Individual students and student organizations that are found in violation of the College's alcohol and other drug policy are subject to sanctions consistent with the severity of the violation and the existence or absence of prior alcohol or other drug violations. These sanction guidelines are outlined in this publication. For a complete description of all sanctions, see the Student Conduct Sanction Guidelines found online in the college handbook.
We recognize the need for an effective and fair disciplinary process for possible violations of community's standards. Consequently, the college has developed the Student Responsibility Code. This code outlines the procedures which must be followed whenever there is an allegation of a violation of social policy. The college's disciplinary procedures are neither required nor intended to conform to the standards of civil or criminal law. However, in the interest of fairness, allegations of policy violations are conducted in a manner which is designed to afford every student the right to be notified of the complaint(s) against them, the right to be heard, and the right to appeal. A full and complete explanation of the social disciplinary process and the rights guaranteed to students is outlined in the Student Responsibility Code.
Student Conduct Sanction Guidelines Related to Alcohol and Other Drug Use
Linked below are the college's sanction guidelines for violation(s) of college policy (which include violations of civil/criminal law, since violation of the law on or off campus constitutes a violation of college policy). This list of violations and sanction guidelines should not be considered all-inclusive. The college reserves the right to depart from the stated minimum or maximum guidelines when there is a compelling reason to do so. Any violation not listed should involve a range of sanctions consistent with the category that most closely reflects its severity.
College Sanctions and Legal Sanctions: Multiple Accountabilities
When students or student organizations violate the College's alcohol and other drug policy they will be subject to campus resolution. Campus resolution of such violations may proceed before, during, or after any pending civil or criminal proceedings are concluded. Since the campus actions are primarily educational in nature, and not criminal proceedings, simultaneous actions do not constitute double jeopardy and differing judgments may result.

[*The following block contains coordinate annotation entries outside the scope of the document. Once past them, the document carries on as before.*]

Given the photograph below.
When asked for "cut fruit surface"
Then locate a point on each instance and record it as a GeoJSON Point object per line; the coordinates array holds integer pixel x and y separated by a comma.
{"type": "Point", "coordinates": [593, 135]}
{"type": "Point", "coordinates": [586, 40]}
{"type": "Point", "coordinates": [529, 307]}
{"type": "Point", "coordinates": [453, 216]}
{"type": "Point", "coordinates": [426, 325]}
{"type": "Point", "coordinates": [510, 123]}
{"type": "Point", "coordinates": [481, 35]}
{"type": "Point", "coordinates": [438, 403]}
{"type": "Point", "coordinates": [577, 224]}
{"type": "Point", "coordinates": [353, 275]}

In instances where civil penalties are imposed, the college may also impose sanctions - but not to merely duplicate those imposed by civil authorities.
If you have any questions about any of the above information, please contact a member of the Student Affairs staff.
Parental Notification: Parents and guardians of dependent students may be contacted without student consent by a student affairs administrator following alcohol and/or drug related incidents depending on the severity of the offense, number of offenses, threat to others or the community or life concerns of the student involved.
Financial Aid Eligibility: A student who has been convicted of any offense under Federal or State law involving the possession or sale of a controlled substance will not be eligible to receive certain grant, loans or work assistance from the time of conviction through a period of ineligibility. Eligibility may resume prior to the end of the ineligibility period if rehabilitation requirements are completed as outlined in the Higher Education Amendments of 1998.